For exome you can probably call larger cohorts without intermediae 'batching' as runtimes are usually a lot less of concern (unless depth is very high).

do we include the bam files from the first step or just their bcf files with the "-c" option?

You always need to include the BAM files - Octopus doesn't have functionality like GATKs GenotypeGVCFs.

IdoBar commented 1 year ago

Hi @dancooke ,

I'm trying to use octopus on a large cohort of >250 WGS samples of a fungal pathogen (42Mb haploid genome). I followed the guidelines for variant calling in population mode and called them first individually, then combined the individual files in 13 batches of 20 samples, followed by a final joint calling of those 13 joint-called files (at least that's how I interpreted the approach, correct me if I'm wrong). It all worked well and quickly (~20-40 minutes for each batch) until the final joint calling step that's been running for 21 hours and is predicted to finish in a week!

Am I missing something there? Is there another way to improve performance? I am using multithreads.

Thanks, Ido

IdoBar commented 1 year ago

Just following back on this, is it possible to call variants in each chromosome in parallel and then combine them together (like recommended in Freebayes)?

Thanks, Ido

jelber2 commented 1 year ago

You can call variants in parallel, if you customize some things. I did this https://github.com/jelber2/variant-calling/blob/c19267f0285007d9cb38c7e8d1756505a2eeb11f/da0028.md when I was at ISTA for C elegans variants. Not a very elegant way of doing it, but it worked on our cluster pretty well. Not sure about it working with population mode in octopus though.

On Sat, Jun 3, 2023, 10:24 Ido Bar @.***> wrote:

Just following back on this, is it possible to call variants in each chromosome in parallel and then combine them together (like recommended in Freebayes https://github.com/freebayes/freebayes#parallelisation)?

Thanks, Ido

— Reply to this email directly, view it on GitHub https://github.com/luntergroup/octopus/issues/217#issuecomment-1574778273, or unsubscribe https://github.com/notifications/unsubscribe-auth/ABNND2WGX64LQZ3BRARUUBLXJLYEFANCNFSM5HCP3U4A . You are receiving this because you are subscribed to this thread.Message ID: @.***>

IdoBar commented 1 year ago

Thanks for your suggestion @jelber2 , I can easily follow this workflow, but to my understanding joint-calling multiple samples is more accurate than calling them individually and then merging them (particularly with haplotype callers such as Octopus and Freebayes, see here and here). It also provides far more accurate loci information when considering all samples.

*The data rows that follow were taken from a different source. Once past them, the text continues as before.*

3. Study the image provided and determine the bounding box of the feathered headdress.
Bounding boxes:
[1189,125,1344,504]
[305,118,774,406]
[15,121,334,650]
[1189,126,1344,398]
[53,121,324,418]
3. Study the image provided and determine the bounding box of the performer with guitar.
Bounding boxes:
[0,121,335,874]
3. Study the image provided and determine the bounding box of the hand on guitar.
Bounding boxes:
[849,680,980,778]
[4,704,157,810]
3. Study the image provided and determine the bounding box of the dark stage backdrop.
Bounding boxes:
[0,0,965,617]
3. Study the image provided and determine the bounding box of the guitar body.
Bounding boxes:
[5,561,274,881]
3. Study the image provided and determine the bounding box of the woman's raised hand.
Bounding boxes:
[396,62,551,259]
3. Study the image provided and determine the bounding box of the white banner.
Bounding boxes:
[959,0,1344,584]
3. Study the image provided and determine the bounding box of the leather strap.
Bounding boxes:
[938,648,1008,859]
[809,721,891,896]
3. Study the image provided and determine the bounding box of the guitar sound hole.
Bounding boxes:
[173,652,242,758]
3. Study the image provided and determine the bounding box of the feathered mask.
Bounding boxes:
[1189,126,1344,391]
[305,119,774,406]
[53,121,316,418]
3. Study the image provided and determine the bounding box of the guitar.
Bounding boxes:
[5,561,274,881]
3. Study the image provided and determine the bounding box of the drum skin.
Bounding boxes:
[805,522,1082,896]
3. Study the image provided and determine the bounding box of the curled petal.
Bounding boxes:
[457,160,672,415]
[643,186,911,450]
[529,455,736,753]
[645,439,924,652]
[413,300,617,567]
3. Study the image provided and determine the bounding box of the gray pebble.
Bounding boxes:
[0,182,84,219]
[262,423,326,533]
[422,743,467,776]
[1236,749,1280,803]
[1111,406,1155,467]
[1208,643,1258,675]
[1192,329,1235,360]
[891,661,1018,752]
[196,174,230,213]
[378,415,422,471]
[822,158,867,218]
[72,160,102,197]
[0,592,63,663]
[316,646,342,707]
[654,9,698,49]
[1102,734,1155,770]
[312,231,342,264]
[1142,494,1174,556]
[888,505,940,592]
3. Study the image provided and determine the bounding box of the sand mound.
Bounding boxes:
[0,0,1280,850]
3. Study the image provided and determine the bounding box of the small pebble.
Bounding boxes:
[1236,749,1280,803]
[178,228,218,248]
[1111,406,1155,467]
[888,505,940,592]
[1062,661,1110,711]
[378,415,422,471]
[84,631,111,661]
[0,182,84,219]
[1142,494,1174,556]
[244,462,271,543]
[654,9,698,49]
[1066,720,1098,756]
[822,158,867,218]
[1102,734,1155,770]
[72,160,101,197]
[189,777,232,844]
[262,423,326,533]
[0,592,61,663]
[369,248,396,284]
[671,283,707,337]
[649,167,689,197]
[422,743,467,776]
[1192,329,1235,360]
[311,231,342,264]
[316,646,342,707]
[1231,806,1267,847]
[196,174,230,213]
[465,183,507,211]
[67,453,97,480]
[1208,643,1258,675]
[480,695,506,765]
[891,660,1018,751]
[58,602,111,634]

I also didn't understand the last sentence in the population tutorial mentioning -g and -a flags (which I wasn't able to find in the documentation). image

jelber2 commented 1 year ago

I apologize @IdoBar , I guess what my new suggestion would be to do is to actually split your 13 joint-called variant files and your 13 'joint-called' BAM files if what you are following the tutorial does not finish in a week or fails. Does that make sense to have maybe per chromosome/contig joint-called variant and BAM files? If they are per contig/chromosome, then that cannot affect the phasing results.